Linen has many properties that make it an ideal choice for clothing. First of all, it is a natural fiber, like 100% cotton or like wool, and in today's world, natural is certainly the way to go, not just because it's popular but because it's better for everyone involved. Natural fibers are gaining popularity for all textiles, not just for clothing but also for curtains, carpets and a variety of other household textiles. This is because textiles that are created by complex processes with petroleum and other non-renewable resources are contributing to the general decline of the state of the Earth. This is one of the good reasons to buy natural fiber clothing, but what are the reasons for choosing linen instead of cotton or wool?
It is certainly cooler than wool; obviously wool is not a good choice for year-round wear as it's simply too hot to be worn in the summer. Linen is a much cooler option for summer, and not only is it cooler than wool in summer, it is warmer than cotton in winter. Another amazing characteristic of it is that it can actually feel cooler in summer because its fibers actually pull heat away from your body. Similarly to synthetic materials that pull perspiration away from your body, the fibers in linen actually breathe more easily than cotton or wool do; the result of this is that heat is conducted away from your body. In addition to channeling heat away from the body, the fibers are very good at holding moisture without feeling wet.
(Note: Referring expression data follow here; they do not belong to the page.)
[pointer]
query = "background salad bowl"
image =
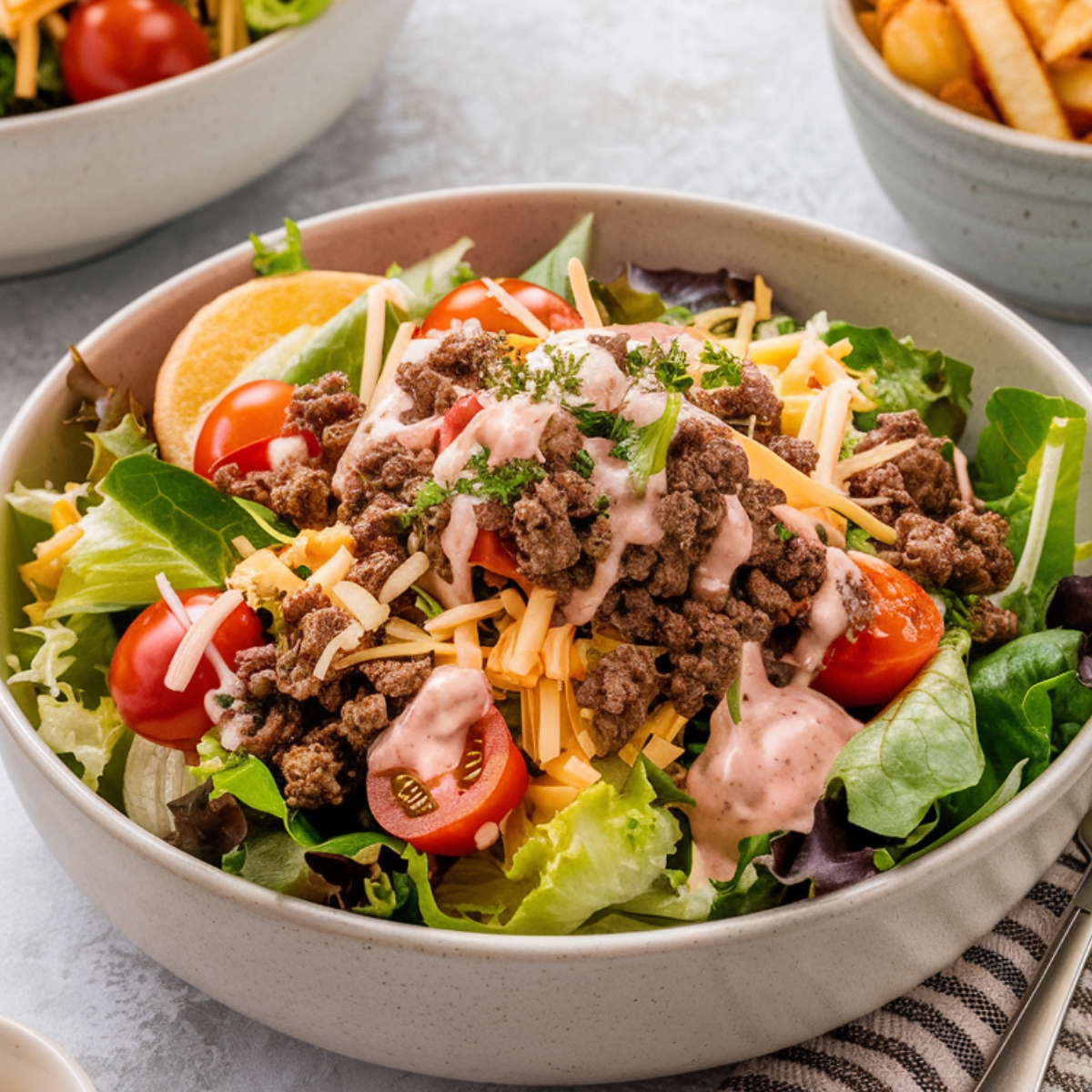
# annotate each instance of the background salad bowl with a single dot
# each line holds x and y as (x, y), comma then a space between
(82, 179)
(1009, 208)
(666, 1000)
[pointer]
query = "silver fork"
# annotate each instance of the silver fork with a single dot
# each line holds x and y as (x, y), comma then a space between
(1026, 1049)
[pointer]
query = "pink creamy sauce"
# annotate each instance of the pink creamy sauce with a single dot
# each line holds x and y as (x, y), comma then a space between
(730, 550)
(430, 736)
(768, 773)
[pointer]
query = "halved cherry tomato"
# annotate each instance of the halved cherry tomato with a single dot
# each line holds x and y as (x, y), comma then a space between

This is because the fibers can hold a lot more water than cotton can. As soon as some water is spilled on cotton, it feels wet, but linen does not behave in the same manner. It absorbs most of the water without giving the person wearing it the feeling that it is wet. This is in sharp contrast to wool, which does not absorb water, but rather lets it pool on the outside of the material. Wool also smells absolutely terrible when it has gotten wet; luckily, that is not the case for all natural fiber clothing.
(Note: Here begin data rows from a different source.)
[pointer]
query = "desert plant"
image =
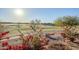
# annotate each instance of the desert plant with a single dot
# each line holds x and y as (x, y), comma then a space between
(69, 24)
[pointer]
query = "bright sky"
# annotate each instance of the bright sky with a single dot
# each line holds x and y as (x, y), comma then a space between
(43, 14)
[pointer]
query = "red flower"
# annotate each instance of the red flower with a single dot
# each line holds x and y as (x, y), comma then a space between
(4, 43)
(4, 33)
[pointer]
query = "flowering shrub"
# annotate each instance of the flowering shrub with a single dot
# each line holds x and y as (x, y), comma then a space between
(3, 34)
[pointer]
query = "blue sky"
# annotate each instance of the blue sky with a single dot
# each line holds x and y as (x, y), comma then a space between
(43, 14)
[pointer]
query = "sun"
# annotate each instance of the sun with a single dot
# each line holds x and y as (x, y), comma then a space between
(19, 12)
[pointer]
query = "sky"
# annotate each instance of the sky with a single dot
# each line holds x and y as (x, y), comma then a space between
(27, 14)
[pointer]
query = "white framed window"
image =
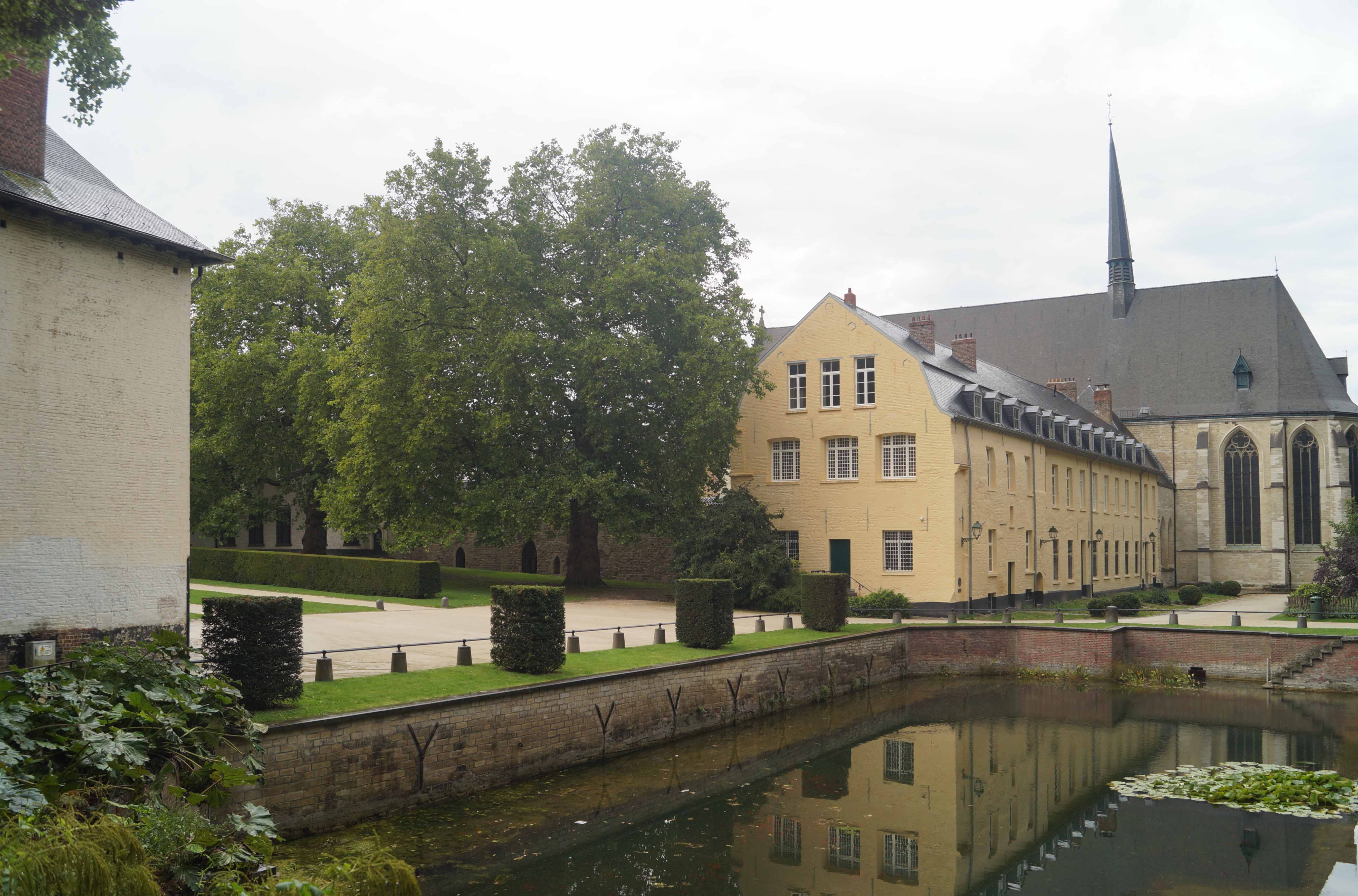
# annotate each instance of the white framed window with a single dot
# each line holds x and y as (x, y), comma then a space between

Linen is also comfortably worn next to the skin, which can not be said about wool. It is said that it does not wrinkle easily, although many consumers would dispute that fact. However, it is not the kind of fabric that has to be frequently ironed; it comes out of the wash virtually unwrinkled, and though it may get wrinkled as you wear it, it does not, generally, detract from the attractive look of the clothing. The clothing has a natural look and only wrinkles in spots like your back if you've been driving for an hour. This type of wrinkling will occur with virtually any fabric, the difference is that not all fabrics wear their wrinkles the same way. Somehow, it is accepted when linen is wrinkled; whereas with cotton, it's generally not accepted.